For 50K you can camp in my front yard. We even have a pond full of fish.


----------



## Helena (May 10, 2002)

I'll send you the info here..The web site is www. [email protected] phone number is 1-570-324-3000 or 570-220-5893. Connelly Real Estate.. The # of the cabin was 1045. It is located in the Liberty, PA area of up north central PA..Price was $69,000 with taxes around $500... but think they have a few for even less $ with less acres as this one had 6 acres within state game land and lakes for fishing. ( Also, the Finger Lakes of NY are within driving distance too.) New construction ..a shell..with a well newly dug and capped on the property..OK'd for a sand mound septic or..an out house even. It is a nice area. I would defiantly ask about the mineral rights on this property as the gas wells are becoming a very big adventure for this area. Check and see if they are near you etc. Best of Luck !!


----------



## RonM (Jan 6, 2008)

Thanks for the info I know where Liberty is, not far from the Turkey Ranch, I have hunted up that way....


----------



## RonM (Jan 6, 2008)

After all this flooding in Pa. might be able to buy one cheap, because I am sure a lot of them got washed away, sure hope not, hate to see all that property damage....


----------



## Mike CHS (Apr 3, 2011)

Stonybrook said:


> I know someone wanting to sell a camp on the Buffalo River in MO. Sure you aren't interested in MO?

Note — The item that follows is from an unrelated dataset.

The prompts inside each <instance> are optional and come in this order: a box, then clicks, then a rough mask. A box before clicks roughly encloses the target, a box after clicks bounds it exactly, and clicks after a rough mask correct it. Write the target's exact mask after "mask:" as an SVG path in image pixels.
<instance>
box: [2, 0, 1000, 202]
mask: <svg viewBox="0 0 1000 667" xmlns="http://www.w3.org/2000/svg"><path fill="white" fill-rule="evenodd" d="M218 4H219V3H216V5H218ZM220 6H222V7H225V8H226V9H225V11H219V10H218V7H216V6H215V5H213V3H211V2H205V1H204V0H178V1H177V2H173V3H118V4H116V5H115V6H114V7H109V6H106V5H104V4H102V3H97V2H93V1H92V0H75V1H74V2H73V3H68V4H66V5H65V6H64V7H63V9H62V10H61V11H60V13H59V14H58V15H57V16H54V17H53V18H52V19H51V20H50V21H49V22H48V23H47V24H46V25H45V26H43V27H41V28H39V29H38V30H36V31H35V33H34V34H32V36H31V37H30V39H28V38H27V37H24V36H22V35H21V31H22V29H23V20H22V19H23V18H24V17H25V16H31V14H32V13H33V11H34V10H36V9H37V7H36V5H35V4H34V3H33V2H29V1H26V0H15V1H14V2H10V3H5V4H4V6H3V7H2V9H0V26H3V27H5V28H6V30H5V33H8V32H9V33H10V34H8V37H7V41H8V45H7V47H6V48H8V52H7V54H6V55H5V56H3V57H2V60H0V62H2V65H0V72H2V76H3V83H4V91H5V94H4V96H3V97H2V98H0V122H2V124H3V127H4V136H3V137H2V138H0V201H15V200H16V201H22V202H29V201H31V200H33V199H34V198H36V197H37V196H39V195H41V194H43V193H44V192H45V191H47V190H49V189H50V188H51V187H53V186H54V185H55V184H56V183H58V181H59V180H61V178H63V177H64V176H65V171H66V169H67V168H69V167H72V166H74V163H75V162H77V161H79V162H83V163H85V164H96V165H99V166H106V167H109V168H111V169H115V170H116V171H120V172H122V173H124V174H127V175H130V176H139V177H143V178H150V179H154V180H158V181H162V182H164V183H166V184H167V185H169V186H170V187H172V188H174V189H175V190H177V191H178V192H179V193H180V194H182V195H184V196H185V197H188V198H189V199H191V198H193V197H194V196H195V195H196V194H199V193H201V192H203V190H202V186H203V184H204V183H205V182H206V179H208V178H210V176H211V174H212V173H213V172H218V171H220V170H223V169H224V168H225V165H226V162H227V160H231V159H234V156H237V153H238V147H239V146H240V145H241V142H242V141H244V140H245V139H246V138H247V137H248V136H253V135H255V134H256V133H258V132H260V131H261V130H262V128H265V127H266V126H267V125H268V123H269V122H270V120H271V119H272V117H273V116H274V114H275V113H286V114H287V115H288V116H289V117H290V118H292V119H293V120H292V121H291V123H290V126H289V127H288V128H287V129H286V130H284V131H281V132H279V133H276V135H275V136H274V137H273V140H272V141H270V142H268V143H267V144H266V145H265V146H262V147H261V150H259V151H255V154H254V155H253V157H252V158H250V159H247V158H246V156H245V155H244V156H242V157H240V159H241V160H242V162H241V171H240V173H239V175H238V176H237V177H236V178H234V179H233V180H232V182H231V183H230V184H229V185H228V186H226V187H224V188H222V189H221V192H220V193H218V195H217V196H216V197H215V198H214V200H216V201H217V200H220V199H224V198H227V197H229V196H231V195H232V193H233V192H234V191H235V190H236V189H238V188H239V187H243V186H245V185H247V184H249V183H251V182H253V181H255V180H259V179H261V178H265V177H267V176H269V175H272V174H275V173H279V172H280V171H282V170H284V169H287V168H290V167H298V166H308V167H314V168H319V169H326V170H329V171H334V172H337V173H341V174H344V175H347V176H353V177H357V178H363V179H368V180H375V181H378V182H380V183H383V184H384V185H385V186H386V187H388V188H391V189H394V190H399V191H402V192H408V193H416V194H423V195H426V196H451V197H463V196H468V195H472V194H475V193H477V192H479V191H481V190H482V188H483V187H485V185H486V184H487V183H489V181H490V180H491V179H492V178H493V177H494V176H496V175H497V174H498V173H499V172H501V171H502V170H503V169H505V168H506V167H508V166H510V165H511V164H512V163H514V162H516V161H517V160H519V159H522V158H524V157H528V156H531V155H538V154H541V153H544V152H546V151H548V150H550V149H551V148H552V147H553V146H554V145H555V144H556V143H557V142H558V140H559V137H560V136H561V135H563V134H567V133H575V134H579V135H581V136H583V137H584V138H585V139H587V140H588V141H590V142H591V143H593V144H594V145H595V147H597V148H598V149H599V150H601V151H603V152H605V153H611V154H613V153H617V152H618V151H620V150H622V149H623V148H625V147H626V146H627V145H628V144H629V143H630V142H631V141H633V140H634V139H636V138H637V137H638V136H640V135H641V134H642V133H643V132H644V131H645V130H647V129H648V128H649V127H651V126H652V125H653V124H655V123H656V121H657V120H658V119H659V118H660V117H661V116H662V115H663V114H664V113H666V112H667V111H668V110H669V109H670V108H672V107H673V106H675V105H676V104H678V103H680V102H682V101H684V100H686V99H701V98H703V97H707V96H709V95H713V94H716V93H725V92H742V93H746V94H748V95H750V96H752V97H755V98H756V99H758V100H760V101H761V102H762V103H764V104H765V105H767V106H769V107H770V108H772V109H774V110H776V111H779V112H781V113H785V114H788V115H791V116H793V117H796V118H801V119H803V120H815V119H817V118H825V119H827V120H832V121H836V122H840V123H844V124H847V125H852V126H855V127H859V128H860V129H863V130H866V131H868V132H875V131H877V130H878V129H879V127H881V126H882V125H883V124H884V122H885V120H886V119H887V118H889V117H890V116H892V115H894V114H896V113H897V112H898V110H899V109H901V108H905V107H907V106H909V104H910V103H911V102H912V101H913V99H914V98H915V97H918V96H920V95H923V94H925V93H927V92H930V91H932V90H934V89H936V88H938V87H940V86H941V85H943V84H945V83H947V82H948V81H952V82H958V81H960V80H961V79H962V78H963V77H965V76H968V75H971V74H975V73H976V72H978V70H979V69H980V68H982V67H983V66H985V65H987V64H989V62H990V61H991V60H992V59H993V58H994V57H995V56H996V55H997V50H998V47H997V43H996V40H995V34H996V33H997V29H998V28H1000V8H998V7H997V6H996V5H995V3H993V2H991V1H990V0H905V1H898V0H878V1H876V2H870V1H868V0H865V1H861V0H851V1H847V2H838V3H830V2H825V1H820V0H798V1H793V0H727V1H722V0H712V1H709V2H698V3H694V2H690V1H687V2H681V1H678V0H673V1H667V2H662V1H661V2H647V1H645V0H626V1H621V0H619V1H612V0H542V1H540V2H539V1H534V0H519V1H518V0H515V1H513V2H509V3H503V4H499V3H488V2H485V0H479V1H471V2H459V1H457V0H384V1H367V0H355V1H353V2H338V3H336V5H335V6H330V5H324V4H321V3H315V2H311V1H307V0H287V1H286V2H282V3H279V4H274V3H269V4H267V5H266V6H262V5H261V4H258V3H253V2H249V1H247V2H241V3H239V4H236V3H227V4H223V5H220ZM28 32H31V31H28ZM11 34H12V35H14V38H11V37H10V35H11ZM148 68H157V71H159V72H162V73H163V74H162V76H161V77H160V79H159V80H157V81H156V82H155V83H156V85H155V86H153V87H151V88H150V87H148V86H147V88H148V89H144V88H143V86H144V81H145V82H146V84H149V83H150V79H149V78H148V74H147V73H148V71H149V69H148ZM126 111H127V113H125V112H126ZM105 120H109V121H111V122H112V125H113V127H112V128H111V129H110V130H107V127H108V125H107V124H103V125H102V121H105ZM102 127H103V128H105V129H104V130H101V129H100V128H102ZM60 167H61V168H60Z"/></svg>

I would be interested in a few details. I'm just starting to look so don't have a firm idea where I want to wind up at.


----------



## Stonybrook (Sep 22, 2007)

If you will pm me, I will send you the contact information. I don't think it has been sold yet, but I have not talked with them since around the middle of summer. They also have property for sale.


----------